法人、個人事業主ともに注意したいのは、携帯電話代が経費であることを証明できる書類を保管しておくことです。例えば毎月送られてくる明細書です。ネット明細の場合は、契約時の契約書類を保管しておきましょう。毎月の支払いを証明できる書類であることがポイントです。

携帯電話代が高額な場合は理由を説明できるように

携帯電話代が高額になると、税務署からの指摘も受けやすくなります。料金が高い場合は、「電話のやり取りが多い」といった理由も説明できるようにしておきましょう。

経費にする携帯電話代は常識の範囲内に

携帯電話代を按分する割合についても、常識の範囲で計上することが大切です。何もかもまとめて経費にすればいいわけではないからです。会社と全く関わりがない家族の携帯電話代や、プライベート専用の携帯電話代は、当然経費にできません。業務と兼用している携帯電話も、少しでもプライベートで使っているのであれば、全額経費にするのは難しいでしょう。

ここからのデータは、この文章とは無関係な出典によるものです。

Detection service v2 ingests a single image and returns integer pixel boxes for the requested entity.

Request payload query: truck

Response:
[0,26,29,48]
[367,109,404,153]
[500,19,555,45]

適切な処理をしていないと、税務調査で指摘された場合追徴課税などの罰則を受ける恐れもあります。社会的信用を失うリスクもあるでしょう。あくまで経費にできるのは「ビジネスに関係する支払いに対してのみ」です。前提を忘れないようにしましょう。

個人事業主も法人も「法人携帯」で経費にするのが効果的

事業に使用した携帯電話代は経費化可能

携帯電話代は個人事業主も法人も、経費にすることは可能です。プライベートとの兼用の場合は、使用割合に応じて適切に按分し、経費計上しましょう。

ただし、携帯電話代が経費になるのは、あくまで「事業に使用した分」であることが前提となります。したがって、完全に事業用の携帯の場合は、全額を経費計上しても認められる可能性があるでしょう。例えば法人契約にして、完全に事業用であることを証明できれば、より認められやすくなるかもしれません。按分割合や法人契約については、顧問税理士とも相談しながら、より節税につながる方法を探してみてはいかがでしょうか。